Elle s’arrête brutalement, craignant de retomber dans son soliloque sur la terrasse du sanctuaire Elle n’a aucune obligation de s’expliquer face à un jeune étranger ; pour elle, ça devrait être simple ; elle est revenue au pays natal ; un point c’est tout, par opportunité professionnelle ; pour se rapprocher de son vieux père, pour s’éloigner de ses anciens maris et amants ; pour oublier donc. Comme elle avait oublié le pays natal qu’elle essaie de réapprendre, de faire revivre pour elle ….Mais cette dernière explication sonne faux car elle sent que l’on peut percevoir que sa recherche manque de conviction et, Laure le comprend, le jeune homme, Jean, n’est pas dupe... L’embarras de Laure et, surtout, son ignorance de la région et son indifférence à son égard ; elle craint que son comportement développe à son sujet une ambiance ambiguë appelant un lot de questions délicates. Bien sûr, elle ne doit aucune explication à ce jeune homme ; mais sa fraîcheur dans sa manière de s’inquiéter d’elle la désarme et elle ne se sent pas en état de se dérober.
Elle lui confie en premier lieu qu’elle se sent de nulle part, et qu’ici elle se vit en fausse touriste car, du pays, elle est incapable de s’y intéresser, et pour en parler elle ne pourrait qu’user de clichés d’agences de voyages.

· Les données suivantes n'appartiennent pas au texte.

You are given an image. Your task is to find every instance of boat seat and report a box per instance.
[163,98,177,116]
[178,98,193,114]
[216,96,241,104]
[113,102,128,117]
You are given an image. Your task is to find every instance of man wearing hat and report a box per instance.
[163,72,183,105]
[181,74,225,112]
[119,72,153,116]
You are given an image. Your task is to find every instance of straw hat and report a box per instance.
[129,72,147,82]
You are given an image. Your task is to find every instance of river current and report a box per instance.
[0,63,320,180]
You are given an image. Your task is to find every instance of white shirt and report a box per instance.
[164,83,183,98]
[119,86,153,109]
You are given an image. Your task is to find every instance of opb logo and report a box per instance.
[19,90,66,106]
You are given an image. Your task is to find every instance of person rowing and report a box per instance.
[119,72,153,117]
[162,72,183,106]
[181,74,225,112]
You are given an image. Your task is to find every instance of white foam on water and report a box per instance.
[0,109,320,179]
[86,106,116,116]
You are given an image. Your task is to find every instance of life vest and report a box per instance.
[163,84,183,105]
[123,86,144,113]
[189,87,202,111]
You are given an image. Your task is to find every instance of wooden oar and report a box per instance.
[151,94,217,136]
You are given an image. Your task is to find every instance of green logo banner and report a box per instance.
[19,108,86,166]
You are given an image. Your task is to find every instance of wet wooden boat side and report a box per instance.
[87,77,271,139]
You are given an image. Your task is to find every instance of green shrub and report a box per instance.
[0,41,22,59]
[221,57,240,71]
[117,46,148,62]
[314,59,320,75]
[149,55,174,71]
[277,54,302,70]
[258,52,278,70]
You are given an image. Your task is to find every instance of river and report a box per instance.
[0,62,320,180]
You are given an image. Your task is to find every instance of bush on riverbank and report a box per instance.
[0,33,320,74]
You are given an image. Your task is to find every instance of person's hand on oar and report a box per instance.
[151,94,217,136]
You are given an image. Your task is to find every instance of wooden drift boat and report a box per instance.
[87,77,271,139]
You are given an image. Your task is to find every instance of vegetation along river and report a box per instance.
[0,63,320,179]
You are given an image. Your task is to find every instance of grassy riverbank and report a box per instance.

Jean de lui demander : "Et des autres lieux où vous avez habité ? " Laure : " Si, de la Provence, j’ai un peu l’impression de connaître sommairement la carcasse : une carcasse qu’il me faudrait habiter en empathie (je parle comme une apprentie psy..), la garnir, l’habiller en quelque sorte, avec ma personne vivante ; ce n’est pas encore le cas. Des autres lieux, guère nombreux d’ailleurs, et tous du même coin, il m’est aussi difficile d’en parler ; ce serait confus, pulsionnel, et je ne voudrais pas vous servir un squelette trop usé. Vous voyez les mots que j’emploie : carcasse, squelette, je pourrais ajouter : fossile. Peut être suis je, pour l’instant, un vieux fossile en sa prime jeunesse… ;. Avec des bouts de chair que je me garde de raviver ; ils pourraient devenir des excroissances qui me ramèneraient à un passé qui aurait pu être habitable mais où je n’ai pas su m’installer dans la simplicité..." "Quelle ratatouille de précautions verbales ! = s’exclame Jean qui lui sourit = Bon sang, ce coin ou les environs, vous n’avez aucun souvenir qui pourrait nous aider à nous l’approprier ? " Laure : " Si, au pied du plateau, en empruntant le col que j’ai hésité à descendre hier soir, de nuit. Un peu l’envers de ce décor, de l’eau courante, de l’ombre, de grands arbres qui vous offrent leurs branches jusqu’à terre, abbaye archi centenaire, une abbaye de femmes, simple et modeste, rénovée avec beaucoup de tact et de respect. Je l’ai découvert un peu par hasard ; C‘est vraiment la Provence insolite, comme disent certains guides touristiques. Je l’ai découvert par hasard ; ou plus exactement : ma découverte a été celle du guide ; un gars comme ça qui connaissait un pareil lieu et qui savait si bien faire partager sa ferveur pour ce site, ne pouvait être qu’un gars bien ; trop bien, du moins en cet endroit, the right man… "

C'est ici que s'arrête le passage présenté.